WILLIAM STYRON
June 11, 1925 -
Nov. 1, 2006
An award-winning novelist and essayist, William Styron established himself as
a successful novelist with his 1951 debut novel, "Lie Down in Darkness," in
which the Virginia native chronicled a dysfunctional family's turbulent lives
and a climactic suicide. The novel was a prize-winning critical triumph for its
young author, but Styron, who served in the Marines near the end of World War
II, was recalled to service in the Korean War.

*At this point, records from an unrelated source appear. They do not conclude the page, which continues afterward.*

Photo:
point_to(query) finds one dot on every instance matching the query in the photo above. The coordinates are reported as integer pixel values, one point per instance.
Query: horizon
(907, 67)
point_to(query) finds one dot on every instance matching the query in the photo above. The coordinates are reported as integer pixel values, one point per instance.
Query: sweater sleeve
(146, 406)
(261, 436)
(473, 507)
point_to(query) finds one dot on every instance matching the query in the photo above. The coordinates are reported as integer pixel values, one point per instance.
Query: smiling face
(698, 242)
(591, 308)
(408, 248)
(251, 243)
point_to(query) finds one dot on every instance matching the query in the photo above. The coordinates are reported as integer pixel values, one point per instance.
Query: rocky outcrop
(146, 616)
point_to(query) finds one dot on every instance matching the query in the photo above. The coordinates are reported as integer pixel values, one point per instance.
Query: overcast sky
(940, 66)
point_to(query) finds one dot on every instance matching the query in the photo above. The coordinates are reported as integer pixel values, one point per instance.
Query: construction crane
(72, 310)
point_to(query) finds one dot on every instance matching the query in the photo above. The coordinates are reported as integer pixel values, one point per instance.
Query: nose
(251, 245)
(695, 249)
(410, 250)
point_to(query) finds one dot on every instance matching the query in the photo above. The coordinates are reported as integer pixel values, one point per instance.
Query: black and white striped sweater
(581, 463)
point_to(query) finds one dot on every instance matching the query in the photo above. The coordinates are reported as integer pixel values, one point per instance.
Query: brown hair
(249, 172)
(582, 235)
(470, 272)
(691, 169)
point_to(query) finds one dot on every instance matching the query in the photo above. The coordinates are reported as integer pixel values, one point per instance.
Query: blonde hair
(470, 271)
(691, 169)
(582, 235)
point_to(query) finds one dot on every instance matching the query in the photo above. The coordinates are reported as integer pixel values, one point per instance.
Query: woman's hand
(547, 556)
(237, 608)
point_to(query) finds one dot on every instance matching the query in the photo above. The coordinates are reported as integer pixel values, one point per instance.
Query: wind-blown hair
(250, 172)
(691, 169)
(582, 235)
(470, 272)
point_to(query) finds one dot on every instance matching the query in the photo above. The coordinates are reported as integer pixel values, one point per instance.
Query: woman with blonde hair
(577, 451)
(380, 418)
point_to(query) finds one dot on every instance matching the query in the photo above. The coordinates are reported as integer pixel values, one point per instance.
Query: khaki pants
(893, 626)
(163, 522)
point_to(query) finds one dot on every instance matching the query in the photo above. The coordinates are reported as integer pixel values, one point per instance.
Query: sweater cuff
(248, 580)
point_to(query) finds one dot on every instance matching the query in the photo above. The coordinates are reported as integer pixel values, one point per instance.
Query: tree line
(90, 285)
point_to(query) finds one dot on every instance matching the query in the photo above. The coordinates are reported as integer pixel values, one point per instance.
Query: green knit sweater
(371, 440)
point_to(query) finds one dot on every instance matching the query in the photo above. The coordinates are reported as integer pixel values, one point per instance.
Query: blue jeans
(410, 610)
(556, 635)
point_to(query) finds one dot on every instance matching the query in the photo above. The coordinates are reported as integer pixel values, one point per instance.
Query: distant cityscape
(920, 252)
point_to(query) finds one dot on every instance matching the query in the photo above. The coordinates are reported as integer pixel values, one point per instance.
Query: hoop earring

Once discharged, he spent an
extended period in Europe, engaging with other writers including Romain Gary,
George Plimpton, Peter Matthiesson, James Baldwin and James Jones, among others.
The group founded the legendary Paris Review in 1953. Styron's work matured and,
in the late '60s, ventured onto controversial thematic ground with "The
Confessions of Nat Turner," the first-person story of an 1831 slave revolt's
leader, which won the Pulitzer Prize in 1968. In 1979's "Sophie's Choice,"
Styron looked at the Holocaust as reflected by its title character, a Polish
Catholic Auschwitz survivor. In 1990, Styron matched his esteem as a novelist
with his haunting memoir, "Darkness Visible: A Memoir of Madness," in which he
recreated his own horrifying descent into depression in the late 1980s.